黒く肩に触れるほど伸びた髪は、毛先が不揃いで傷んでいる。蜂蜜色と薄花色のオッドアイが長い前髪から覗かせていた。
この部屋には、カーテン越しに差し込む光も、窓の外の喧騒もない。このまま、誰にも見つけられずに往生を遂げるのか。
ふと、部屋が冷気を増して寂びれた心地になる。霜風の出処を見ると、毛布を被り現今にそぐわぬ書生服を着た友人の姿があった。
いや、人ではない。暗がりの中なのに薄らと光を帯びており、透けた身体の向こうには午前三時を示した壁掛け時計が見える。

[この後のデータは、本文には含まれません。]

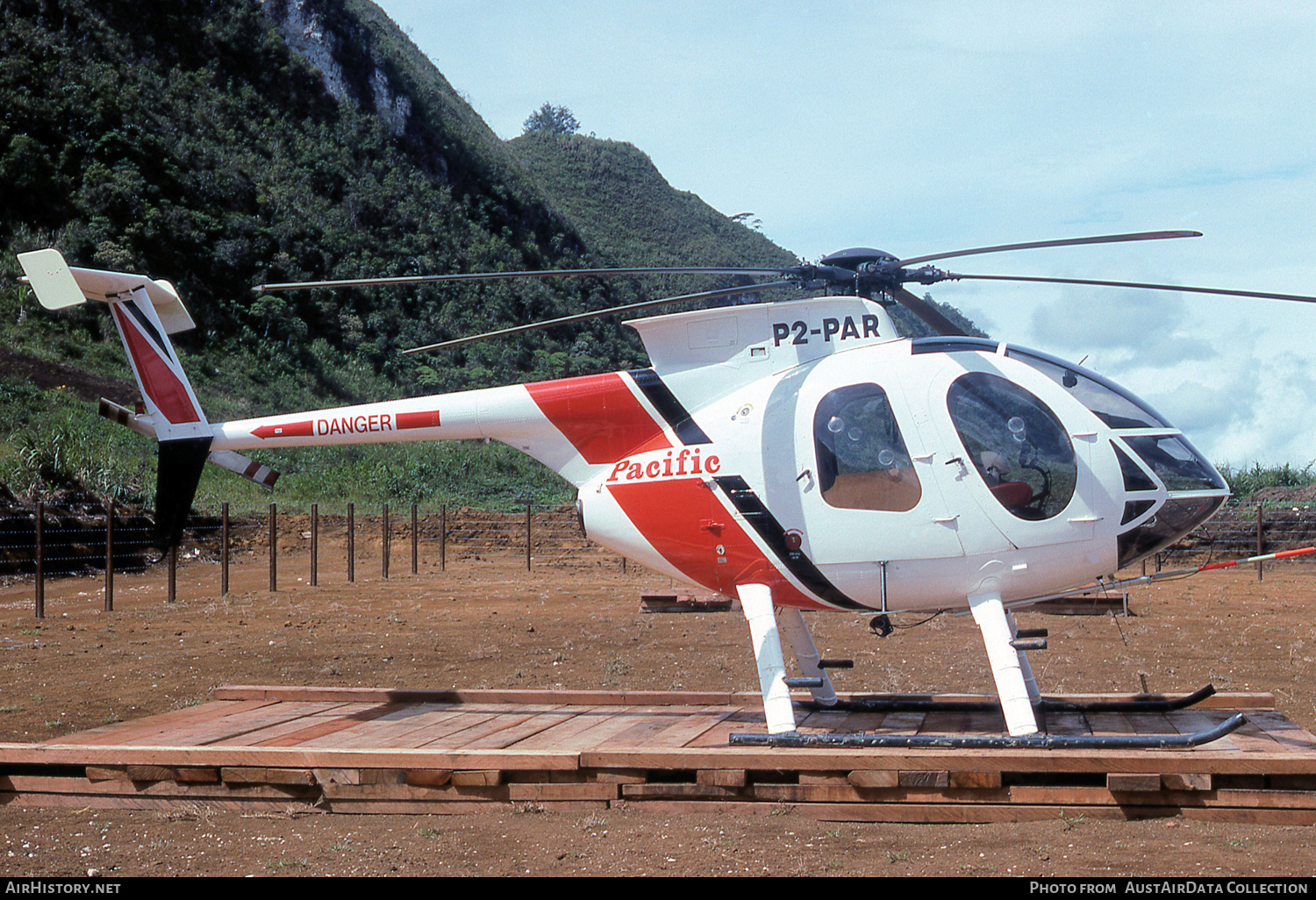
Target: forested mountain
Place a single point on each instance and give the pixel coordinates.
(224, 144)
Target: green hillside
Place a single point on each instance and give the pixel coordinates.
(223, 145)
(626, 211)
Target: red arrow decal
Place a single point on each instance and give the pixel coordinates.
(424, 418)
(290, 429)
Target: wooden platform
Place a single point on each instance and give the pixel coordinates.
(365, 750)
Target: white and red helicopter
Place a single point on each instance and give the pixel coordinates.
(797, 455)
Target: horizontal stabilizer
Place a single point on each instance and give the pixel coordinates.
(125, 416)
(234, 462)
(250, 468)
(58, 286)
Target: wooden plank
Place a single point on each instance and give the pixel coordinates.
(719, 734)
(1187, 782)
(1068, 723)
(266, 775)
(381, 728)
(434, 734)
(900, 723)
(721, 776)
(142, 731)
(911, 813)
(520, 732)
(297, 757)
(874, 779)
(974, 779)
(1116, 782)
(692, 726)
(1110, 723)
(229, 726)
(673, 789)
(540, 792)
(476, 778)
(654, 723)
(487, 734)
(294, 732)
(584, 729)
(878, 758)
(302, 694)
(1291, 737)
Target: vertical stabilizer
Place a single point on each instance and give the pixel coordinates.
(145, 312)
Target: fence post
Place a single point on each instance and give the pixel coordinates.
(315, 544)
(171, 589)
(41, 573)
(274, 549)
(110, 555)
(1260, 541)
(224, 549)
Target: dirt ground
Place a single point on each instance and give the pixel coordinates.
(491, 624)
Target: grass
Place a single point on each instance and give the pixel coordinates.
(1247, 481)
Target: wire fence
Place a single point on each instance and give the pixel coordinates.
(339, 541)
(342, 541)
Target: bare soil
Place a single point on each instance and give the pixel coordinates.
(491, 624)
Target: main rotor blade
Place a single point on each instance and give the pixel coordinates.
(1263, 295)
(1062, 242)
(599, 313)
(490, 276)
(924, 311)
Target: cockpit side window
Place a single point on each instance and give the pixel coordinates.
(1016, 444)
(862, 458)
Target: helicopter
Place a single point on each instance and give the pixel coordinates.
(795, 455)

梓月は、どうせ夢だと悟るも、それの顔を見て不愉快な表情を顕にした。都合の良いように生み出した存在が何故泣くのか
「なんでこんな夢ばっかり」
「違うよ」
記憶から薄れつつあった友の声が鮮明に聞こえた。
「なんだよ、ただの幻の癖に」
「ほんとうだったら?」
「本当なわけ、だってお前」
梓月の表情は青白く、額からは脂汗が滲み出ている。
「この前死んだじゃないか」
「ごめんね、ずっと待たせてしまって」
D君はそっと手を伸ばすも、梓月の目の前でしまいこむ。そして、何か言いたげに己の手と面食らった梓月を交互に見ている。けれども、梓月の沈黙に耐えられずに口癖を零す。
「ごめんなさい」
梓月は、半分起き上がった身体を再び床に落とす。
「寝させて」
「う、うん! 顔色悪いもんね……」
鼻につく言葉選びの下手さに覚えがある。一度寝て考えよう。朝になればわかることだ。
「梓月くん!」
混濁した目に友が飛び込んでくる。高校一年生の夏にプールサイドで肌を寄せ合い、暖をとっていたことを思い出す。友の傍が寒いと感じたのは、この日が初めてだった。
夢を見た。そこは真っ暗で冷たい場所。気がつくと、そこにはD君がいるいつもの夢。
「どうして、僕を置いて行ったの?」
震えながら俯いているD君を、見つめていた。
「僕は、ずっと待ってたのに」
友の声は、掠れていて苦しそうだった。ふわりと漂うD君の手に触れようとする。
「もう、疲れちゃったなあ」
D君がそう呟いた瞬間、目が覚めた。